Reproducing neural machine translation research results in PyTorch
7 stars 2 forks source link

should reimplement GRU if you want to reproduce RNNSearch paper #1

Open SkyAndCloud opened 6 years ago

SkyAndCloud commented 6 years ago

What is your implementation's performance on NIST Chinese-English dataset?. Hi. Recently I also want to reproduce a pytorch version RNNSearch. I find that your code directly use pytorch's GRU implementation, which is different from vanilla RNNSearch. The papers's author modify GRU's inner structure, so you need a RNNSearch-style GRU. I think your code's unsatisfied performance may due to this difference.

ZiJianZhao commented 6 years ago

Thanks for your comments. But I think my implementation is right. The RNNSearch model has two features: first, the model uses the hidden state of last time step to calculate the attention vector then forward it into the RNN; second, it uses MaxOut in the output layer. And my implementation is in: https://github.com/ZiJianZhao/NMT-Research-Reproductions-PyTorch/blob/master/xnmt/modules/old_decoder.py#L134 Can you speak more clearly about the modification of GRU's inner structure?

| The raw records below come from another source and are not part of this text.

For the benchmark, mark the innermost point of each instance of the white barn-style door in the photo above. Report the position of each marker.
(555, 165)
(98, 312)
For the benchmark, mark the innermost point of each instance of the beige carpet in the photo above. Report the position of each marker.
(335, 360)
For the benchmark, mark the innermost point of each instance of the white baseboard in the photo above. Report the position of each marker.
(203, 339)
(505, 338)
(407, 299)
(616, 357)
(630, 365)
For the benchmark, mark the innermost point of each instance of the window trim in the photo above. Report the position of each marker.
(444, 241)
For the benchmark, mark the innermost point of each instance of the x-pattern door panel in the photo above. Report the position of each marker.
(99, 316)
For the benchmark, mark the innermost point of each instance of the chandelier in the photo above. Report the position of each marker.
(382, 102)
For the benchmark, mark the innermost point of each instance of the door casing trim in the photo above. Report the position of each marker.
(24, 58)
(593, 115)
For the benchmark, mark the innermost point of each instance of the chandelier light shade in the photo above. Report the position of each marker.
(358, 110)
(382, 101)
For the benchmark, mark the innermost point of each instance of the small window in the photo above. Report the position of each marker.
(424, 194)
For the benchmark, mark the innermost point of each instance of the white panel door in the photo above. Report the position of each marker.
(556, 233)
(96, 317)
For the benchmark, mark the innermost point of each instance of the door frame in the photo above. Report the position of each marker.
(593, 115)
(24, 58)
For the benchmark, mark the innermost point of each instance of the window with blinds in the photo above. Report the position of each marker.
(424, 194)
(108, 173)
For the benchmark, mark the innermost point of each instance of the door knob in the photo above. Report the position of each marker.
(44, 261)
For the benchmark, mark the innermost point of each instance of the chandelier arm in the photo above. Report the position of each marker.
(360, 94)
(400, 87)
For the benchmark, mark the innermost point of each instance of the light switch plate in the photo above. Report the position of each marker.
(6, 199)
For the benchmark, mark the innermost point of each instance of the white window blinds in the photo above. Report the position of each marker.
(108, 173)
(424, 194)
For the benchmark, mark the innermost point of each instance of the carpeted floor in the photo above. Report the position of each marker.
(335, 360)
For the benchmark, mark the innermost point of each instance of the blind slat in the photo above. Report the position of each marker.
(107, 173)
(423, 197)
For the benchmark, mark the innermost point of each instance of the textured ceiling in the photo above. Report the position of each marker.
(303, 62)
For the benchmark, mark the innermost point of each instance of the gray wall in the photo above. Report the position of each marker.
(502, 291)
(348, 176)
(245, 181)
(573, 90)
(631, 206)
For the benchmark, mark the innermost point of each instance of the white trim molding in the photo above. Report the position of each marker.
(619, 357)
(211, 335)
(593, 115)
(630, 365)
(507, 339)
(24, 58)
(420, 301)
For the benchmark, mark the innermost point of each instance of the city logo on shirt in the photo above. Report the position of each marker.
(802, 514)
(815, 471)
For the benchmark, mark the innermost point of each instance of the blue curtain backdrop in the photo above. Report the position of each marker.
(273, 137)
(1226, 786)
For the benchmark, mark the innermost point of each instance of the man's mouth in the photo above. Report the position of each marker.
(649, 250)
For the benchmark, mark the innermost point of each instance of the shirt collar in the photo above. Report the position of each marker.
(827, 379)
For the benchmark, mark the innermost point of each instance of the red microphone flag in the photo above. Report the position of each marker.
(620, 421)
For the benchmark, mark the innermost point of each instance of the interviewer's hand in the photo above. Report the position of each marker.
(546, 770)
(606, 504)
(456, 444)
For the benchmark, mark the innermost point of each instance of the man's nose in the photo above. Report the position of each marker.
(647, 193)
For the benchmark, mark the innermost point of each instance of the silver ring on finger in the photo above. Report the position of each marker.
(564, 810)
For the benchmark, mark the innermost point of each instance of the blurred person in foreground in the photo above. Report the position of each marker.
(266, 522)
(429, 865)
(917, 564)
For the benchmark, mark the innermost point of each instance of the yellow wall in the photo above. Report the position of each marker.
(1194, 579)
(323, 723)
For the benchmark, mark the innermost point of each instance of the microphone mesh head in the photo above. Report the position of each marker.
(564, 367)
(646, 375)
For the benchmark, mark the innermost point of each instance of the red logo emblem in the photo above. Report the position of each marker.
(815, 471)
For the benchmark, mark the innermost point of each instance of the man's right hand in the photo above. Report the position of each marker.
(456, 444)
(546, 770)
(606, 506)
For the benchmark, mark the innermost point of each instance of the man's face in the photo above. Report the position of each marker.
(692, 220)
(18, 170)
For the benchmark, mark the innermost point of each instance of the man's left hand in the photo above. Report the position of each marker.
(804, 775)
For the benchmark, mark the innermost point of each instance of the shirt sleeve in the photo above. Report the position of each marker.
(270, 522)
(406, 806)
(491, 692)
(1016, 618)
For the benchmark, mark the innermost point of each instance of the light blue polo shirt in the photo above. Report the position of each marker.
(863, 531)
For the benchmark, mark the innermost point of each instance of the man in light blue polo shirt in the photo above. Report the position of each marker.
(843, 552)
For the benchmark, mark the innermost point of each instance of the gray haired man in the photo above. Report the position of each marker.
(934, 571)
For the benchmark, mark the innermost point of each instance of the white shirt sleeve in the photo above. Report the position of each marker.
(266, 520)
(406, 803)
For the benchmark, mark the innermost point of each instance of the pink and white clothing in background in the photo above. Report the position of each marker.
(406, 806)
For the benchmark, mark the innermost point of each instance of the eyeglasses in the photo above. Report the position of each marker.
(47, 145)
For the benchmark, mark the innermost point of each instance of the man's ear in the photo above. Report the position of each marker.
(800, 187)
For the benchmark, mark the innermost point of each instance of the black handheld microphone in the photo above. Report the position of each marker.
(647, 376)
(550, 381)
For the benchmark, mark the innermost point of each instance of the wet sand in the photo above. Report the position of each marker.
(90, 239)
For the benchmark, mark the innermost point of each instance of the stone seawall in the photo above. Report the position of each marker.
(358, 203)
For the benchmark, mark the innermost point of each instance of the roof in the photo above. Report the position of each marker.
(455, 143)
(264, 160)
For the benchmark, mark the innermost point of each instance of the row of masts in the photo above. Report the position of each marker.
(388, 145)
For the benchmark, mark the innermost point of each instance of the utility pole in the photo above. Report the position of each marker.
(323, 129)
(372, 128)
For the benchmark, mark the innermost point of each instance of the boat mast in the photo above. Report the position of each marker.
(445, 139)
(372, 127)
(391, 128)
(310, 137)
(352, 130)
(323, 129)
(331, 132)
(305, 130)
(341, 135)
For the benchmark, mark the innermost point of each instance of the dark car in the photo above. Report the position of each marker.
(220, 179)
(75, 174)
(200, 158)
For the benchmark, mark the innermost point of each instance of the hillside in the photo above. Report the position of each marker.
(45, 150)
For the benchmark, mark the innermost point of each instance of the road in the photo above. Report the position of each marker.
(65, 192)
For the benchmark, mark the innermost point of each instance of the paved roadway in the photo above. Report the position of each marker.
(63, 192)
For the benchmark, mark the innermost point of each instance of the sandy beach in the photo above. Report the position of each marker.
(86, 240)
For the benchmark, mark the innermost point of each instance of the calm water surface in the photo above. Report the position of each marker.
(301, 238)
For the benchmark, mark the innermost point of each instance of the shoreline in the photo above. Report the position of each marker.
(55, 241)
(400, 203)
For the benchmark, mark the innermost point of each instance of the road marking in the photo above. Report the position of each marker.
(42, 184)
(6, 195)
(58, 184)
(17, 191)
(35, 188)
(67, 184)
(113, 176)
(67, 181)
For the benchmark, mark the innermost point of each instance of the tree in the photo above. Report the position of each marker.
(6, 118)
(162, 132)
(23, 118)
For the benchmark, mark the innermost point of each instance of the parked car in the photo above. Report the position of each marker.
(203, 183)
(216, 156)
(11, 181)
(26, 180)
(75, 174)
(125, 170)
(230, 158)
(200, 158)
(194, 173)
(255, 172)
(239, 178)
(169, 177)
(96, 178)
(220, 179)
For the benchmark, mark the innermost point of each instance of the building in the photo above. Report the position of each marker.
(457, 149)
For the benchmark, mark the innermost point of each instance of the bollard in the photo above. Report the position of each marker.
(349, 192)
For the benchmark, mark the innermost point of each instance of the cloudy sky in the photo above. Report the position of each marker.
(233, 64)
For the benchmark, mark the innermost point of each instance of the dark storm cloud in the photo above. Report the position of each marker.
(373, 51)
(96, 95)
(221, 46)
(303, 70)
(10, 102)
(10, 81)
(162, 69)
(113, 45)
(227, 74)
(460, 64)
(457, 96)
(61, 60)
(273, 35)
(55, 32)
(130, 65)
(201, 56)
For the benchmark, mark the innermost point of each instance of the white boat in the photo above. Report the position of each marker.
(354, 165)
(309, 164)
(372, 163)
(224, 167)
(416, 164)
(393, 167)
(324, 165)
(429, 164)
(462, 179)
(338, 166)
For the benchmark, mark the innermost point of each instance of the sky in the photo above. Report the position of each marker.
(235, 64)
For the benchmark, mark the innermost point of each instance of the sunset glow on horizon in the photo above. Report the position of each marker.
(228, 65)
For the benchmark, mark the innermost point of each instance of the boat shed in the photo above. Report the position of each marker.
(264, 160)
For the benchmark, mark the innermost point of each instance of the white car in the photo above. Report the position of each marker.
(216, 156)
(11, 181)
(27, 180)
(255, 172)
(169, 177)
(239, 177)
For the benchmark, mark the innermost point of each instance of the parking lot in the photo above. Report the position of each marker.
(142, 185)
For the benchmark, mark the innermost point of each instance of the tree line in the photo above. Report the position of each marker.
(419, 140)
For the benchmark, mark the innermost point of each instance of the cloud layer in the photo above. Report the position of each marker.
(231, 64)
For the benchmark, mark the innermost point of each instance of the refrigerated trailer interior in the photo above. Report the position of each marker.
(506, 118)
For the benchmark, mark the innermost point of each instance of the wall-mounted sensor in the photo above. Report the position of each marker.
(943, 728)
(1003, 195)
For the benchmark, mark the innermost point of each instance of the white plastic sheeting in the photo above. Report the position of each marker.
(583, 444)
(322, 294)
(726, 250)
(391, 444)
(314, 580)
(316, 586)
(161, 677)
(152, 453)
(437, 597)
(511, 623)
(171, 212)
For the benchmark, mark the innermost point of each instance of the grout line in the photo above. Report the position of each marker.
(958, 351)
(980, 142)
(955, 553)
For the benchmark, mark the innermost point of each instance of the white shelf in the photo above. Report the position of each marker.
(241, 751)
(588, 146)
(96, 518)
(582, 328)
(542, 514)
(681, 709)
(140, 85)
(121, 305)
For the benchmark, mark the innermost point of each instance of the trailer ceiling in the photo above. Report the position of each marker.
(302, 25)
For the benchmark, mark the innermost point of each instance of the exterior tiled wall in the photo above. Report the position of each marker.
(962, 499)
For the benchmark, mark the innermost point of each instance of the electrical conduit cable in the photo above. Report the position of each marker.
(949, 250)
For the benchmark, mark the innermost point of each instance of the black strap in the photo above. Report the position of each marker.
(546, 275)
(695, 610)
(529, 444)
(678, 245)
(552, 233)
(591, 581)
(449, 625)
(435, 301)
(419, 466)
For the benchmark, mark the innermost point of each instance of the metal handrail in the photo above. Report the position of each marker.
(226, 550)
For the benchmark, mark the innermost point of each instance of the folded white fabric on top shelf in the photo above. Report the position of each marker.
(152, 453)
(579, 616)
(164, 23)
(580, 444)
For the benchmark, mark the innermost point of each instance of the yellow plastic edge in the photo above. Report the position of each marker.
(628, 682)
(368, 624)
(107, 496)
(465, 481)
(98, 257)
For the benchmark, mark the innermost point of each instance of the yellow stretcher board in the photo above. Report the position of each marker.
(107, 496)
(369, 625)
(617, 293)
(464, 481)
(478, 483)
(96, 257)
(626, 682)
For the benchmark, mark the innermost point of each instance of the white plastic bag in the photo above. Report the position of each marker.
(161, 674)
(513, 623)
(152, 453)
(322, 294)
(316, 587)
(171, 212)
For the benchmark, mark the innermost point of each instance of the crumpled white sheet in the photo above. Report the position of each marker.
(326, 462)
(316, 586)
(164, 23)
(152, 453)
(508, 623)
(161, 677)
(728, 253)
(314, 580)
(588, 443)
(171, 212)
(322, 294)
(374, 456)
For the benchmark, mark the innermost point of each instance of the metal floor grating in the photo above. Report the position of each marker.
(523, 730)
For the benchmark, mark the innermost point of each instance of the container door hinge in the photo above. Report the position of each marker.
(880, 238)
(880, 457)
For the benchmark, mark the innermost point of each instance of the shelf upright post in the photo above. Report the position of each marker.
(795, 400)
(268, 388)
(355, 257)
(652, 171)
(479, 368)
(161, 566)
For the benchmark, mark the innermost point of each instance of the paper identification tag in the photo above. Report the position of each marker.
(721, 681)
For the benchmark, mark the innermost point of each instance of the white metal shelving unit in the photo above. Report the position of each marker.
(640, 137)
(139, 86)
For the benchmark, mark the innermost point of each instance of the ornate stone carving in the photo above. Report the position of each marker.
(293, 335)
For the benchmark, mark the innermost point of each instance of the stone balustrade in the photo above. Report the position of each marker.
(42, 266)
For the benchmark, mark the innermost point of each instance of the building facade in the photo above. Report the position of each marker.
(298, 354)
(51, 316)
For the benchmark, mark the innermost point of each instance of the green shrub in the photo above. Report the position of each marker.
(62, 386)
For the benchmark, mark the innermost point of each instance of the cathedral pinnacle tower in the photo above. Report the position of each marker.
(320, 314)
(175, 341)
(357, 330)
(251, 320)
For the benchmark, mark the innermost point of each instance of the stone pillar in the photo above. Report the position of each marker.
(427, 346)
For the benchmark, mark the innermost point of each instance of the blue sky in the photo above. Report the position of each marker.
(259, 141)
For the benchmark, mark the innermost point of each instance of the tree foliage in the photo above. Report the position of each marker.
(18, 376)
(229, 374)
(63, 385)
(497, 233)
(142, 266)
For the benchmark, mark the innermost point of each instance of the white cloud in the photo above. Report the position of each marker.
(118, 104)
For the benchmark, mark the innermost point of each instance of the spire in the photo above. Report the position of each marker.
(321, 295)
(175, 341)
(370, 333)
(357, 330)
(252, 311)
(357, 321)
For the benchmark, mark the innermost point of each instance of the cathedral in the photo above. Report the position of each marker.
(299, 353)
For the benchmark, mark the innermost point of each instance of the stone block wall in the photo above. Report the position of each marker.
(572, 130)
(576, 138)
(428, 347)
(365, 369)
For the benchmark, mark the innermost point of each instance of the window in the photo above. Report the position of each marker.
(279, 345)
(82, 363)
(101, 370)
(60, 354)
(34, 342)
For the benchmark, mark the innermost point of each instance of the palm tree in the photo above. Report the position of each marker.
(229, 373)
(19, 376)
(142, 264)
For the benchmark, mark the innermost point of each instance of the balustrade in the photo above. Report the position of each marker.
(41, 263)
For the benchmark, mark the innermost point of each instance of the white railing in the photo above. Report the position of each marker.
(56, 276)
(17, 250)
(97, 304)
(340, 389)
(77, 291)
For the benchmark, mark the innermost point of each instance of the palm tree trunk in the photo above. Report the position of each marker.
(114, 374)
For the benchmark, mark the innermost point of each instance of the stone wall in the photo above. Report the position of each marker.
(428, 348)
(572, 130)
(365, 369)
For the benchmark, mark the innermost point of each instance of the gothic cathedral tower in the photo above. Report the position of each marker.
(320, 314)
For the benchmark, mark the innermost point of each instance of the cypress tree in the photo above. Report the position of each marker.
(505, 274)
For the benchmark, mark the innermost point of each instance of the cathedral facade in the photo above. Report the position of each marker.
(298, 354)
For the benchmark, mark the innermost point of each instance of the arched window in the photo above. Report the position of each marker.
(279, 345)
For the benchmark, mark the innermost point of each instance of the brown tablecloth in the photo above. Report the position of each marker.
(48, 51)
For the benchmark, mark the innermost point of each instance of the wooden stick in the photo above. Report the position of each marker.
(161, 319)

SkyAndCloud commented 6 years ago

emmm, I think I made a mistake. Your implementation should be correct while you concat context vector and target embedding vector into a vector, which acts as GRU's input as well as hidden_state. Apparently it's identical to vanilla groundhog where context vector and target embedding vector are individual input to GRU if you don't have layer normalization or other operations may influence the combined vector's weight.